There was a hiss from the bar area as, or so it sounded, Surfer-dude opened a fridge door. He came back with a tray holding a bowl of mashed eggs and some bread and butter. For the next few minutes, we made ourselves sandwiches and discussed my girlfriend. The gin was starting to take away my inhibitions and I told them all about her. Not too much, though, because I didn’t know these people and didn’t know how they’d use the information. If that sounds a bit silly or weird, I don’t care. It was how I felt. I kept the subject on what had happened in my life tonight. Afterwards, Nymph-girl called for another vote, but the score was a draw, just like before. No opinions had changed.
“What about if we can get her on the bridge?” She looked at me. “Your girl pro-active for gay rights?”
I didn’t think so. Told them so.
“Think she would attend a gay rights march?”
The four of them started to talk amongst themselves. At first it began as a general voicing of ideas, but then it became an argument that got louder and louder, two people facing off against two others, until Nymph-girl stood up and waved her arms and called for silence. She got it. A nice pair of tits can do that.
“Not our choice. Okay. If he wants his girl dead and dust, it is his choice. Just as we can suggest the best poison or gun to use, or a suitable building to push her off, so can we suggest others methods of death. Telling him he has only to put her on that bridge at a certain time is not wrong. It isn’t criminal. It is not immoral. Anyone have a problem with that? Nitric acid is good for tossing in an enemy’s face. Am I to blame if someone I say that to goes out and tosses acid in someone’s face? Am I? Am I?”
There was no answer. Nymph-girl jabbed a finger at Axe-wielder. It seemed she found it easy to intimidate that hulking monster.
“No, no, no,” he said somewhat sheepishly. What a sight - big guy like that, wielding an axe yet bowing before a petite girl arrayed in cosy pink.
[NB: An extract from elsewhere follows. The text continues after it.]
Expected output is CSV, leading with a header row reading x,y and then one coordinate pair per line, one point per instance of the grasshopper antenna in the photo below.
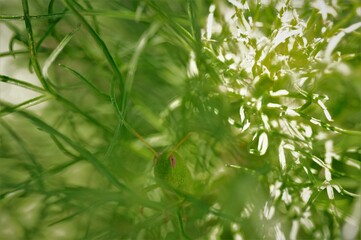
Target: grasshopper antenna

Surfer-dude rapped knuckles against table wood. “New vote.” All fell silent. “We show and tell. Then we let him decide all on his own what he wants to do. We give him the when and where and wash our hands of it after that. Yep? Vote. For telling?”
Surfer-dude had switched his allegiance, although the subject up for vote was now different. He voted with the Nymph-girl and Teeth-bloke. Only the axe-wielder, meanest-looking of them all, didn’t raise an arm. Instead, he looked bored and indifferent as he chomped on an egg sandwich.
Nymph-girl put her hand on mine again. “Welcome to our world, honey.”